Several newspaper and television reporters have listened to Tweedy’s recording and have confirmed Tweedy’s basic narrative, including the Little Village Magazine, Cedar Rapids Gazette, and KCRG TV news. But the identity of the land agent and his company wasn’t known until now.
Contract Land Staff
Contract Land Staff is a contracting company that works at the behest of pipeline corporations like Energy Transfer Partners to secure easements and right-of-way agreements with landowners to open up private farmland for proposed pipelines.
“CLS is known for quickly mobilizing talented Right of Way personnel for large-scale projects throughout the U.S.,” explains its website. “From strategic planning to project completion, today’s CLS is a full-service provider for all your land asset management needs.”
The company touts its technological expertise in obtaining GIS mapping data with complex software and putting it to use to secure land for pipeline corporations seeking to build oil pipelines across both the U.S. and Canada.
Landmen like Titus have played a controversial role since the rise of the hydraulic fracturing (“fracking”) boom in the U.S.
As first reported here on DeSmogBlog, fracking giant Range Resources admitted at a public relations conference in Houston in 2011 that its landmen and community affairs staff utilize psychological warfare (PSYOPs) techniques in Pennsylvania’s Marcellus Shale basin.

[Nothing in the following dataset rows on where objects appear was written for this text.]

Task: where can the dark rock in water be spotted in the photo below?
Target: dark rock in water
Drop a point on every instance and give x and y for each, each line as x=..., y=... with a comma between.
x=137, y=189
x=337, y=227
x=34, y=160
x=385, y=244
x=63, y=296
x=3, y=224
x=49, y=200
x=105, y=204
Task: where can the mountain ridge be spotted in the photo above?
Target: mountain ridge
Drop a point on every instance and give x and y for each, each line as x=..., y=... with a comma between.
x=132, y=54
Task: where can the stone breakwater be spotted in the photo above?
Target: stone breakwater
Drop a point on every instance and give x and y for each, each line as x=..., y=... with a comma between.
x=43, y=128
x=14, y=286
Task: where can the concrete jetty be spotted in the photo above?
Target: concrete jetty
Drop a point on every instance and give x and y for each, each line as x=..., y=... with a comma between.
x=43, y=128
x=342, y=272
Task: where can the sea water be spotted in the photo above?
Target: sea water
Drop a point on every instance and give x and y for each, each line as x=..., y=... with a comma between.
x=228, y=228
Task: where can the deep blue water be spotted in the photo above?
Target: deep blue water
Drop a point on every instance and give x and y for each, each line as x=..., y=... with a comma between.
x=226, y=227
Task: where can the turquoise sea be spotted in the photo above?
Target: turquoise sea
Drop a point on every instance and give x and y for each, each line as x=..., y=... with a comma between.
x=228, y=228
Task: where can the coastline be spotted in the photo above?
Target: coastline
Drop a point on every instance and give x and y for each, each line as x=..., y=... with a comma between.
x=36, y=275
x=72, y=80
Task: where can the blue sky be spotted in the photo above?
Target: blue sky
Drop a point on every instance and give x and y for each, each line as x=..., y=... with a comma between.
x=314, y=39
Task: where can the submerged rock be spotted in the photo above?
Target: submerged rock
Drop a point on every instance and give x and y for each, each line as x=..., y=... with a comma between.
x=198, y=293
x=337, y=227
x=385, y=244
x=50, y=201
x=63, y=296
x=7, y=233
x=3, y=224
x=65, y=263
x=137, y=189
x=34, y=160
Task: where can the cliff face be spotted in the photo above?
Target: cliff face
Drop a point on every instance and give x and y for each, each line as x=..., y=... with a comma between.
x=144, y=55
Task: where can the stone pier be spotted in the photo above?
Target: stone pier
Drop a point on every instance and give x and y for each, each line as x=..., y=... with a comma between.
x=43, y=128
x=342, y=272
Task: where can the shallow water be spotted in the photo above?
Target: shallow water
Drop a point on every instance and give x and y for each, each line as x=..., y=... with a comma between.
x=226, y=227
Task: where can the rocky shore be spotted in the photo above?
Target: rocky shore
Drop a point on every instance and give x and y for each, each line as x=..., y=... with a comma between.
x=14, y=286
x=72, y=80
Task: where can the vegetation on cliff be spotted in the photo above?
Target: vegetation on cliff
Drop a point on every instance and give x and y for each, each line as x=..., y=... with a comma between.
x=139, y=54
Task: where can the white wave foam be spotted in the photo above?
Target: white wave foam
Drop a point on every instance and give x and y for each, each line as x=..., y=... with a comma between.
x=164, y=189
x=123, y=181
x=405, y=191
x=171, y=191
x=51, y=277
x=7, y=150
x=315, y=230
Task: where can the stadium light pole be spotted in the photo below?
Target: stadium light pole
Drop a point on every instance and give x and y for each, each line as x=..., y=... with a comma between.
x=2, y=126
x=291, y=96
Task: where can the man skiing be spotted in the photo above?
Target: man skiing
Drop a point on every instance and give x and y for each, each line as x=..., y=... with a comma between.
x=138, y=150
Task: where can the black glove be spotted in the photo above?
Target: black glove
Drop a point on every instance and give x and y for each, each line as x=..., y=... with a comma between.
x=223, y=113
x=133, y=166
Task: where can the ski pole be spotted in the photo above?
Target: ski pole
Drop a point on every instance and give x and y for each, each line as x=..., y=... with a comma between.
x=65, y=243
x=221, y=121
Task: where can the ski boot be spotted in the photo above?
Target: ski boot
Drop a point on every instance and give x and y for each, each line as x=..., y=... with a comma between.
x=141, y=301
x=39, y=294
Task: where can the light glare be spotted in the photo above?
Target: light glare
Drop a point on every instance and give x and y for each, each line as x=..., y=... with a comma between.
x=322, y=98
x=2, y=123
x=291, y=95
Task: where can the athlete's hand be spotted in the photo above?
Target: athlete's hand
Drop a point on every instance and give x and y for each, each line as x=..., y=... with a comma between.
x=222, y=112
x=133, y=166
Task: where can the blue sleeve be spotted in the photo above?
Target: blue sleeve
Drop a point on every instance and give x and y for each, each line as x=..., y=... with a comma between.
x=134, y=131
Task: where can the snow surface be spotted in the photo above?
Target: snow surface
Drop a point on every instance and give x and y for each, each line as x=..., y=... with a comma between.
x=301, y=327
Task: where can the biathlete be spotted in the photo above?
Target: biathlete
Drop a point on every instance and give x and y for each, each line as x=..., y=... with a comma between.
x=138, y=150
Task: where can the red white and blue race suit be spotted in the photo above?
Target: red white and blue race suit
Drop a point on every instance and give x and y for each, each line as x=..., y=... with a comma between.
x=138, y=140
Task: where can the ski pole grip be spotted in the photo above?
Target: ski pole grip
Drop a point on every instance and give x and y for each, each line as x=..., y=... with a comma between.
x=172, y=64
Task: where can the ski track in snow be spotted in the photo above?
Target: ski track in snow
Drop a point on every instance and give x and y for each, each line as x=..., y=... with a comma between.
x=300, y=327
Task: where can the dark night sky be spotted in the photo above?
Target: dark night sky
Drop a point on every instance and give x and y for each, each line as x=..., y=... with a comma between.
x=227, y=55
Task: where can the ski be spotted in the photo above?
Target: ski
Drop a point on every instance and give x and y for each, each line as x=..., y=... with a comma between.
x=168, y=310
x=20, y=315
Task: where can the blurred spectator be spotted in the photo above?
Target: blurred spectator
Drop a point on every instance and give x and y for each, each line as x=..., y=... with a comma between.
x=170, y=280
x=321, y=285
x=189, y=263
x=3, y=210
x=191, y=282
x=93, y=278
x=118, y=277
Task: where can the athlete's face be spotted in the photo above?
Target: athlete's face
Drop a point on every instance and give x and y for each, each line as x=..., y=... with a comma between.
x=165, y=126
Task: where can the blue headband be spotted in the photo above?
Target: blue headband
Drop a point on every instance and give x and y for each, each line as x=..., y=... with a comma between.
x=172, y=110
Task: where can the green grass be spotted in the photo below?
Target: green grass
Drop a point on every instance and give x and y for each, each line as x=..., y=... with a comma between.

Landmen also came under the spotlight in the Hollywood film “Promised Land,” in which Matt Damon starred as a landman.
According to documents up on the Township of Montville, New Jersey’s website, Contract Land Staff is also working to secure right-of-way agreements and easements from landowners there on behalf of Pilgrim Pipeline Holdings LLC, owner of the controversial proposed Pilgrim Pipeline. Like Dakota Access, Pilgrim Pipeline is slated to carry oil obtained via fracking the Bakken to market.
Image Credit: Township of Montville, New Jersey
A July 2014 Jacksonville Journal Courier article explained that Contract Land Staff was sending land survey requests to central Illinois landowners on behalf of the Dakota Access pipeline, a depiction that the company is working in multiple states on behalf of Energy Transfer Partners.
Representatives from Contract Land Staff did not respond to questions sent by email about Titus from DeSmogBlog.
Criminal Investigation Opened
Alex Murphy, a spokesman for the Iowa Department of Criminal Investigation in Des Moines, told the Des Moines Register: “I can confirm that we are investigating these allegations. We were asked to assist with the investigation by the Lee County Attorney.”
DeSmogBlog attempted to contact Murphy for comment multiple times, but never received a response.
Sex trafficking near North Dakota’s Bakken Shale oil fields is on the rise and the U.S. Federal Bureau of Investigation (FBI) has opened a field office in oil country to combat it. Pipeline fighters, as well as fracking critics, are increasingly drawing connections between the exploitation of public resources, private property, indigenous people, and women.